Following on the Cleveland Clinic study, the FDA demanded "black box" warnings on labeling for both Avandia and Actos, warning of a potentially heightened risks for heart failure. However, other studies found no raised level of heart risk, and at the time the agency said it had not reached a definitive conclusion on the data.
In November of the same year, the FDA updated Avandia's labeling to include a caution regarding heart attack risk. At the time, Dr. Janet Woodcock, acting director of the FDA's Center for Drug Evaluation and Research, said that, "we are keeping Avandia on the market because we have concluded there isn't enough evidence to indicate that the risk of heart attack is higher for Avandia than other type 2 diabetes treatments."
The story got more complicated in 2008, as a number of studies emerged tying the use of Avandia to increased bone fracture risk.
Throughout 2009, more studies reiterating the drug's heart risks also came to light, including one published in the BMJ suggesting that Avandia's risk for heart failure seemed to outstrip those of its related rival, Actos.
By that point, "most clinicians [had] stopped using Avandia -- some will use Actos instead or go to another class completely," Dr.

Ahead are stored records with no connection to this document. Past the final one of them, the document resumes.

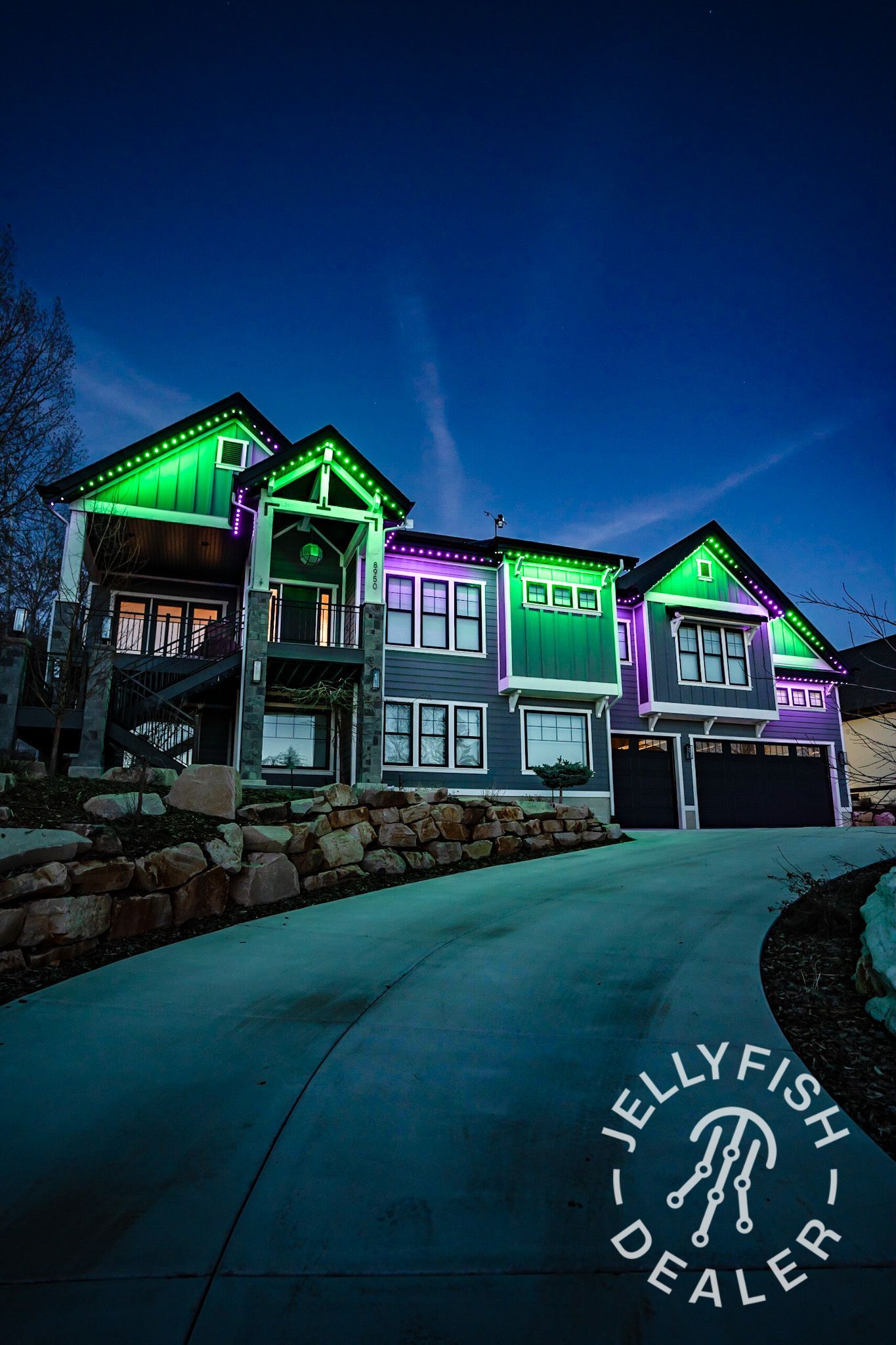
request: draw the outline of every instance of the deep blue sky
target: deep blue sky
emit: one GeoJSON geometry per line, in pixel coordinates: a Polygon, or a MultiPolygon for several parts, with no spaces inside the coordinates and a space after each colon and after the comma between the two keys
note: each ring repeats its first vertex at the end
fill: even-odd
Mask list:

Carl J. Lavie, medical director of cardiac rehabilitation at the Ochsner Heart and Vascular Institute in New Orleans, told HealthDay at the time.
The emergence of the leaked documents on Saturday comes at a time when officials within the FDA seem to be at loggerheads over whether to ban Avandia or not, the Times reported. The newspaper said that some officials believe that safer alternatives exist, while others say the evidence on Avandia's safety is conflicted and the drug should remain available as a treatment option.